O resultado é mensurável: benchmarks mostram o mesmo modelo Claude alcançando 55% em testes de codificação quando operado por um harness bem construído, contra 46% sem ele. Mesma inteligência. Resultado radicalmente diferente.
O insight que multiplicou tudo
Existe um momento específico em que essa corrida virou: quando ficou claro que, se a IA consegue escrever e executar um script Python de forma autônoma, ela pode ser capaz de praticamente qualquer coisa.
Executar código é dar superpoderes à IA. Ela passa a conseguir fazer cálculos complexos — superando uma das suas fraquezas históricas —, consultar bases de dados, interagir com sistemas externos, testar hipóteses e iterar sobre os resultados, tudo sem parar para pedir permissão a cada passo.
Conectar ferramentas à LLM não expandiu levemente suas capacidades. Multiplicou.

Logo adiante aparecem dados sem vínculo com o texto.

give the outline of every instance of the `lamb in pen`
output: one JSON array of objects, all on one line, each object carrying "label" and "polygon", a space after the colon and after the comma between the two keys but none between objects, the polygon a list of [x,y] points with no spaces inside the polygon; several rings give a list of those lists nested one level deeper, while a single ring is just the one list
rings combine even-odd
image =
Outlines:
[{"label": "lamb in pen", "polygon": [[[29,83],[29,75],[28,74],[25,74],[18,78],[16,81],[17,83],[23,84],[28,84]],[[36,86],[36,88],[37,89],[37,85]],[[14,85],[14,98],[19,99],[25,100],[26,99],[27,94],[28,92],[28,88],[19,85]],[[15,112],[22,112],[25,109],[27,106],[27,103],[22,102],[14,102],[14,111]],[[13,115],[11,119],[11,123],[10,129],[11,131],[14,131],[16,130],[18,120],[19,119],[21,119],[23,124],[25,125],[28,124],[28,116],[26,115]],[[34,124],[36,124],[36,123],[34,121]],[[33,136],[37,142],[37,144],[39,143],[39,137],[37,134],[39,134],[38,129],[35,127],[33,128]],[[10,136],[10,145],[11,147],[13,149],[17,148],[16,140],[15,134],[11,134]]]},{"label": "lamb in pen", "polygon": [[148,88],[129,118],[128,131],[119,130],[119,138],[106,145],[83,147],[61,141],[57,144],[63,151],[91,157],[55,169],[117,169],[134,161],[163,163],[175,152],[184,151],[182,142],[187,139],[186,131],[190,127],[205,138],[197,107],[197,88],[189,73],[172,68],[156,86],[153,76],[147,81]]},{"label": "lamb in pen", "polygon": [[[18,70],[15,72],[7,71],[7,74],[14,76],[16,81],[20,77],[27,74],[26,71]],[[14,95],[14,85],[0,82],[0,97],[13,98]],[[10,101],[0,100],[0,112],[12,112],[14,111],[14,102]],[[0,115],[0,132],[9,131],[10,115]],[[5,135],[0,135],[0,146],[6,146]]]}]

O mercado ainda está olhando para o chat
A maioria das empresas ainda está na fase de "incluir um chatbot no sistema". Um chat dentro do ERP. Uma IA de atendimento. Um assistente que responde perguntas da base de conhecimento.

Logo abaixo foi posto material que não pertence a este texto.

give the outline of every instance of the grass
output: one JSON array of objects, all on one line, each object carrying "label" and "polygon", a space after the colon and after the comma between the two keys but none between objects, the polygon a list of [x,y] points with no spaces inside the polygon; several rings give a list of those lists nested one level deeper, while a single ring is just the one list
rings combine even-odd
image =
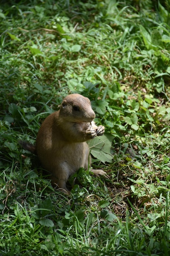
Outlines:
[{"label": "grass", "polygon": [[[168,256],[168,0],[2,2],[0,255]],[[110,178],[80,168],[66,196],[18,141],[75,92],[105,126],[93,165]]]}]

Faz sentido como ponto de entrada. A interface de chat é intuitiva e tem demanda comprovada. Mas o que as grandes apostas do momento indicam é que o verdadeiro valor não está no chat genérico — está no harness especializado.
A corrida atual entre Anthropic, OpenAI, Google e xAI não é "quem tem o modelo mais inteligente". É quem tem o melhor harness. Quem consegue fazer a LLM agir de forma mais autônoma, especializada e confiável dentro de um domínio específico.
O mercado ficou encantado com o chat. Os grandes perceberam que o produto real é o harness.
O que vem depois do código
Se o harness focado em programação já mostrou esse nível de resultado, a pergunta óbvia é: por que parar no código?
A mesma lógica se aplica a outras áreas. Um harness para contadores, capaz de interpretar demonstrações financeiras, cruzar dados fiscais e identificar inconsistências regulatórias. Um harness para advogados, que navega jurisprudência, identifica riscos contratuais e prepara minutas dentro de parâmetros legais. Um harness para médicos, que correlaciona sintomas, cruza literatura clínica e sugere condutas dentro de protocolos estabelecidos.
Não é ficção científica. É a extensão natural do que já foi provado com código.
O teto das LLMs pode estar próximo. O teto do que se pode construir com elas — via harness bem elaborados e especializados — está muito mais longe do que a maioria imagina. E quase ninguém ainda está correndo para esse mercado.